Bro it sounds to me like you are going through the dreaded mid life crisis. I've been there and it is what drove me to get back in the gym. I could be wrong, but we all go through this at about the 40ish age. AAS won't stop us from going through it just a part of life.

This is a good posted, for the younger bro's, so when they hit this stage in thier life's they will aleast have an idea of what they are going through.

I'm so glad that this forum is here, because in our thirties we begen to wise up, get some wisdom, then with that wisdom come another part of life we realize that we are getting old, that comes some where around our forties.

So my Brother, with that wisdom we'll turn this time in our lives to the good, it'll all work out, the cycle of life.

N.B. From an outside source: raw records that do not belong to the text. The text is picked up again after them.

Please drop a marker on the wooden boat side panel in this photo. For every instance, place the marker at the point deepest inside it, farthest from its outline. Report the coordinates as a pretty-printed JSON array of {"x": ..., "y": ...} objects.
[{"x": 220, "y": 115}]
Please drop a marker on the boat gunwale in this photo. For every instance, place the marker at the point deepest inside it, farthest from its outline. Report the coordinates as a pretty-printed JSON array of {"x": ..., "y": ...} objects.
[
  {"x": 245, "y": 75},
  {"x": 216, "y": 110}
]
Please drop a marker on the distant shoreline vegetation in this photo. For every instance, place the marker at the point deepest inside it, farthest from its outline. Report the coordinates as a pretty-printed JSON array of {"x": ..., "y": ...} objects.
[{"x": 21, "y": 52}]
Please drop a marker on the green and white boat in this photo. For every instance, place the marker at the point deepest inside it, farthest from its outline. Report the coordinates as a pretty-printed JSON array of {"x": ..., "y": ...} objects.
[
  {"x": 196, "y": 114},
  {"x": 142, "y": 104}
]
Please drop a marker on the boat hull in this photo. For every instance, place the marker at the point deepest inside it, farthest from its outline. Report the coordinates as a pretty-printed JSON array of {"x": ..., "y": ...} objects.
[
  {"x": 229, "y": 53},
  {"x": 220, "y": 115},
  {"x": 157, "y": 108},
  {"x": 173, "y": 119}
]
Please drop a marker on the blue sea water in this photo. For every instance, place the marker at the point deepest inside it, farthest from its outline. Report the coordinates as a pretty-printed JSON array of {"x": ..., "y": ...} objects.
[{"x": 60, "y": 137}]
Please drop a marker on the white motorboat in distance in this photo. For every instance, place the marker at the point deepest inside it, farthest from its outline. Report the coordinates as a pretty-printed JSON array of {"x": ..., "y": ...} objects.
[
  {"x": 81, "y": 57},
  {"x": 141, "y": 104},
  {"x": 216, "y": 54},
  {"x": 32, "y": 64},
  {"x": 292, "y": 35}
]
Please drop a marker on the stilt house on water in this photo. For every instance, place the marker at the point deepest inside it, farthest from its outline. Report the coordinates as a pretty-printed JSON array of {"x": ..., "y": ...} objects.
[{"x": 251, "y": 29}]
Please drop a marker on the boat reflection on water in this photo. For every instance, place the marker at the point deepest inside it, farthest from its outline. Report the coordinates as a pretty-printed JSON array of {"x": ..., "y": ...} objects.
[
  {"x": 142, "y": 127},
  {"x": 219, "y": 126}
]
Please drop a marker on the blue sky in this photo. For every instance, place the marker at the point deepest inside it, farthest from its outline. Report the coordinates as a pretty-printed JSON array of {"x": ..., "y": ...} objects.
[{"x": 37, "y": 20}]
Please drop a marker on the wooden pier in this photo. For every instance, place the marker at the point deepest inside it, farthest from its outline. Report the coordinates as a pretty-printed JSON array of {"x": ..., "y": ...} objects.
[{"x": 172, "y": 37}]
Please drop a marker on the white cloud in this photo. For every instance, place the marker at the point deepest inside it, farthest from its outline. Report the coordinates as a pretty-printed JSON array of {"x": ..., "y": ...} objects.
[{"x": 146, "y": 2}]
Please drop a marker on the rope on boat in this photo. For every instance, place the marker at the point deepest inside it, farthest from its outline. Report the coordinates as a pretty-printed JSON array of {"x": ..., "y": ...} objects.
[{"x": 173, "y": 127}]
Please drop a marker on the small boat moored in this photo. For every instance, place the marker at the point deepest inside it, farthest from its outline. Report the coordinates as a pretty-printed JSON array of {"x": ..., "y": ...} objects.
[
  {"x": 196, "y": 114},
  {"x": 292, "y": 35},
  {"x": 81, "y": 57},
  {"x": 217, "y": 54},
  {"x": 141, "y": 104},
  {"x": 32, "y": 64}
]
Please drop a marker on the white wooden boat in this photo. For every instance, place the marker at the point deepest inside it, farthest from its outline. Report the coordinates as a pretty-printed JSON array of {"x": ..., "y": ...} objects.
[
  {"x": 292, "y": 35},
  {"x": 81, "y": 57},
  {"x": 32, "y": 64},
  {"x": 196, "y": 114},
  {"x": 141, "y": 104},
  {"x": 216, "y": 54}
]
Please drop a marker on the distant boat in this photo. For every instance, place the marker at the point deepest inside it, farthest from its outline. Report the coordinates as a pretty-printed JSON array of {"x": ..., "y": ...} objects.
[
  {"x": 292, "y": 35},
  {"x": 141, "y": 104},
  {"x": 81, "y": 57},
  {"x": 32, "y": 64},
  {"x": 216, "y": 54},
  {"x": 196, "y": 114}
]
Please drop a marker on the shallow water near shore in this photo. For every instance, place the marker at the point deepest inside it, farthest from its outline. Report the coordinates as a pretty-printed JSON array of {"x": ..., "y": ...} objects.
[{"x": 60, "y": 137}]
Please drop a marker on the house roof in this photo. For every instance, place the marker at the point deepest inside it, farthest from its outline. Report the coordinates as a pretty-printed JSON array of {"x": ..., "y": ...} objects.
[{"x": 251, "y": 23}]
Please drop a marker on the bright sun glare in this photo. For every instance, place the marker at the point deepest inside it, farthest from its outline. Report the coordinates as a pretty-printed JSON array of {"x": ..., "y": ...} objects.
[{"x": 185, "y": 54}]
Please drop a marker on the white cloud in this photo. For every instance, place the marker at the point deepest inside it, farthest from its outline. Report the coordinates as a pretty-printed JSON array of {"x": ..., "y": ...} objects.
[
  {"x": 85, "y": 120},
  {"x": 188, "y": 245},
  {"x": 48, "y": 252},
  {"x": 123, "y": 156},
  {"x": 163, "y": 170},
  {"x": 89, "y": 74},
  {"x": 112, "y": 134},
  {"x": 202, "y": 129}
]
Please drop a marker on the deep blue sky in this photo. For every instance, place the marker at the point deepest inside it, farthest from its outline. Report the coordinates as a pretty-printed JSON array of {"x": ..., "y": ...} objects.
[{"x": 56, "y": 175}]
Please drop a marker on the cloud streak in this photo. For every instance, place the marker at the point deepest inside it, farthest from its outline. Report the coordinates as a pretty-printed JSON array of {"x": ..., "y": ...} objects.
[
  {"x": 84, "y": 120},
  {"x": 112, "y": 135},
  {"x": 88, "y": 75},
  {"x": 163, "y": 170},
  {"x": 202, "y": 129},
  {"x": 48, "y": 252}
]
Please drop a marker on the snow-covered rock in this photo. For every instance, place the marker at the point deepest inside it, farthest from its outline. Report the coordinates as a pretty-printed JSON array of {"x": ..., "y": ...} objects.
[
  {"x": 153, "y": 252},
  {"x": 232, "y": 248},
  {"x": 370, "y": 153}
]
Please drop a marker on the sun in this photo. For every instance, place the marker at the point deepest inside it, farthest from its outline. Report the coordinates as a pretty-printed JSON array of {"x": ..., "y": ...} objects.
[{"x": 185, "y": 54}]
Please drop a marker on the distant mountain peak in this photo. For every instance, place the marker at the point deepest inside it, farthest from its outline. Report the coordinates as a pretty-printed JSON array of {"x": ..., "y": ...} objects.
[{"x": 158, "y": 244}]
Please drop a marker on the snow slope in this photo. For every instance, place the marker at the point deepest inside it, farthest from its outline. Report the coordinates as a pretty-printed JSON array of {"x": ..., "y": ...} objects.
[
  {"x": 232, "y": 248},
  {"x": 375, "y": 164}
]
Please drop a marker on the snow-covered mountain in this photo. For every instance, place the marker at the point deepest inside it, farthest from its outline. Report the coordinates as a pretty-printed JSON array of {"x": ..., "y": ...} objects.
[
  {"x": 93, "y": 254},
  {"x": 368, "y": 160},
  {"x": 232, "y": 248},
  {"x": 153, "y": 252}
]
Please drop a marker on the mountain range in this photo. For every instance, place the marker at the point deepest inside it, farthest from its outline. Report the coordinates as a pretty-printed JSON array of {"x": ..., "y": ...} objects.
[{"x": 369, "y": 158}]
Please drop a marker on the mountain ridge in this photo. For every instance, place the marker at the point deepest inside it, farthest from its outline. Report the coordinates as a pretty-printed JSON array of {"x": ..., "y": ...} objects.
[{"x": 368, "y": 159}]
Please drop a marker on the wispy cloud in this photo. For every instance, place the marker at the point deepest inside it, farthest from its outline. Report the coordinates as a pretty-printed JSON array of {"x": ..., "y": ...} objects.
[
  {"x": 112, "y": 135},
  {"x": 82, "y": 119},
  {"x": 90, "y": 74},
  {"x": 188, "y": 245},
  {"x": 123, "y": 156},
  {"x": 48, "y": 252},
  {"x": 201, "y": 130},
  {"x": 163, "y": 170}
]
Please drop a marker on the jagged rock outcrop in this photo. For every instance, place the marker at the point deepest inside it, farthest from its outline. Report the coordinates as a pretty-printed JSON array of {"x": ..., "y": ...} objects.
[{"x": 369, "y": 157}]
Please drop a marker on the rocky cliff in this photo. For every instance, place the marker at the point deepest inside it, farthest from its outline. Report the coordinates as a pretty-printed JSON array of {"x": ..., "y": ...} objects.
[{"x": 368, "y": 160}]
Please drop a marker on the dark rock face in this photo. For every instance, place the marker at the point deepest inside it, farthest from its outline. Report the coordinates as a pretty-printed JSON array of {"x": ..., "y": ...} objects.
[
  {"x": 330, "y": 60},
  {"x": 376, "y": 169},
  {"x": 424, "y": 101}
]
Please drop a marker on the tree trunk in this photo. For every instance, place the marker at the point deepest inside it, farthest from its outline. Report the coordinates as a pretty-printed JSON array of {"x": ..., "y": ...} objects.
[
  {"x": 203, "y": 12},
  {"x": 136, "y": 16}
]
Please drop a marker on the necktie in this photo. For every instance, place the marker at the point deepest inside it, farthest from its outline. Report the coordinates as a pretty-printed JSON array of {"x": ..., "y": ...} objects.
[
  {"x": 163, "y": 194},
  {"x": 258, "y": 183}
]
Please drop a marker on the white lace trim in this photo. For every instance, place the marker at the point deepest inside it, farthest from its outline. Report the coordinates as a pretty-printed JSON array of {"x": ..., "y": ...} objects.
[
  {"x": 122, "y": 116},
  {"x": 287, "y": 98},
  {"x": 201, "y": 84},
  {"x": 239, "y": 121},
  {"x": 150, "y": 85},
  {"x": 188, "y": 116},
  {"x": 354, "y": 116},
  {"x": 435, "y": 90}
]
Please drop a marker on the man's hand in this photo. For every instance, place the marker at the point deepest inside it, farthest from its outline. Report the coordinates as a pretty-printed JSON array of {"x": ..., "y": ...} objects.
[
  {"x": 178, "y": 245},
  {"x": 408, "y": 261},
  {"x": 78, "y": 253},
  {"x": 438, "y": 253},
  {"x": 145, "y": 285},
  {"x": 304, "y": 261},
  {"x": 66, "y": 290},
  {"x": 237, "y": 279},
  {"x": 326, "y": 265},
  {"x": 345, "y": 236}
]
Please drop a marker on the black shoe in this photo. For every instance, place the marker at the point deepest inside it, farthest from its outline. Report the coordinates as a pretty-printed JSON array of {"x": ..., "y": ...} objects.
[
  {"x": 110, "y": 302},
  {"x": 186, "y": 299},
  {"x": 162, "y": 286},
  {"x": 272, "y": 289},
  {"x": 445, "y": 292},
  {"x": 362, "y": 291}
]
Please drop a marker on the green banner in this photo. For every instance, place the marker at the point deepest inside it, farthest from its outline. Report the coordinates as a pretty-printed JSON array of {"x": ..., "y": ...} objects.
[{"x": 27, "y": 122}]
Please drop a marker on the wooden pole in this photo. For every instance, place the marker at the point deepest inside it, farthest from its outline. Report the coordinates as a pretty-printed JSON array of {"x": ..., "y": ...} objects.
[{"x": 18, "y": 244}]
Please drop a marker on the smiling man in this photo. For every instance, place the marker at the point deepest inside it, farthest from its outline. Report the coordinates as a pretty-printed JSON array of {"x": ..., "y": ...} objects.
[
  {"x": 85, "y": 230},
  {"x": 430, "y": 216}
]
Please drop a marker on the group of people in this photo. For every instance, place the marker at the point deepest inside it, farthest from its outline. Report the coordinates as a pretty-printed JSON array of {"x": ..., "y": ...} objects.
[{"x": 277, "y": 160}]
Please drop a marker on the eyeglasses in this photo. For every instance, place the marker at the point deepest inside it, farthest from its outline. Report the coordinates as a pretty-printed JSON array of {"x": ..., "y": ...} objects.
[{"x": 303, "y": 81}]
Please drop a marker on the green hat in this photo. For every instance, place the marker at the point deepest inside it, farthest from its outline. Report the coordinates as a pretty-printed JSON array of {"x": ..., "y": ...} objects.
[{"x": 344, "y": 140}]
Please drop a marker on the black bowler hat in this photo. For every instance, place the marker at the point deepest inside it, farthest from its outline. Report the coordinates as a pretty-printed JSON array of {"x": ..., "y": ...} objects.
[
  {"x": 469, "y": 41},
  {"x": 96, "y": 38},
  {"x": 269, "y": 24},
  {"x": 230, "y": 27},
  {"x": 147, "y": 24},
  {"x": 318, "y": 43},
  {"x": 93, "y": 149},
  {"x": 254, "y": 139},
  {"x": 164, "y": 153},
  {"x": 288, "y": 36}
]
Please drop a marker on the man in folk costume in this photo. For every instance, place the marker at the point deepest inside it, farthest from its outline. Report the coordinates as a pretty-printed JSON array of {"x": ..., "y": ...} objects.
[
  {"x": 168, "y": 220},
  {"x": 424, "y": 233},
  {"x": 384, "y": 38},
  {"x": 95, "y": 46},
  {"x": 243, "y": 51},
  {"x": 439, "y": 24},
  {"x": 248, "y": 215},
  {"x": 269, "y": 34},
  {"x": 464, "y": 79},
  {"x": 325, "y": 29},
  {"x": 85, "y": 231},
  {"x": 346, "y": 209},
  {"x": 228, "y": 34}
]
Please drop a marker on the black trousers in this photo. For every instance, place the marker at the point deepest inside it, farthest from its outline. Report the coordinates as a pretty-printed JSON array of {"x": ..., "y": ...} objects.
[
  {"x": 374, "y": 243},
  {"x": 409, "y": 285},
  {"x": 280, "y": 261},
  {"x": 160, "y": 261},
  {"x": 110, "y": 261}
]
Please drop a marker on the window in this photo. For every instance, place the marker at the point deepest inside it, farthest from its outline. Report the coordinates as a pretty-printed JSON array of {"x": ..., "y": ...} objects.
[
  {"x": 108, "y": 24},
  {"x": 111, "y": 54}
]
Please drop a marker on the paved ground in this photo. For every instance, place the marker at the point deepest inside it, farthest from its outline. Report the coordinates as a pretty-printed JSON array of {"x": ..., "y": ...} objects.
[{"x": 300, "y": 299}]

Hey Bro you've helped me out alot, I do want to thank you for that. I hope this will shead alittle light on what you're going through.

JohnnyB

----------


## partyboynyc

but a few years ago i read this book and one sentence in it changed my whole outlook on life. since the day i read it i have vowed to make it a part of my daily life and it keeps me focused and helps me to stay balanced. it was in french, but it loosely translaes in english to, " WHAT YOU FIXATE ON IN YOUR MIND WILL COME TO BE TRUE". i take it to mean, whether good nor bad, if you are fixated on some negative in our mind, you will be in a dark place mentally. BUT, if you can pinpoint the problem, consider a solution, and fixate on that solution and the step needed to acheive that goal, you will be in the proper mental state to be successful.

hope this gives you some insight into all that you do with your life. best wishes and much success in all your endeavors!!!

----------


## THE DON

bloody hell im 26 and i feel like im running out of time allready

----------


## bex

I would not worry untill the grim reaper comes knocking........Life is a game (Always play to WIN)...........

----------


## Ajax

Johnny B, you beat me to the mid-life crisis diagnosis!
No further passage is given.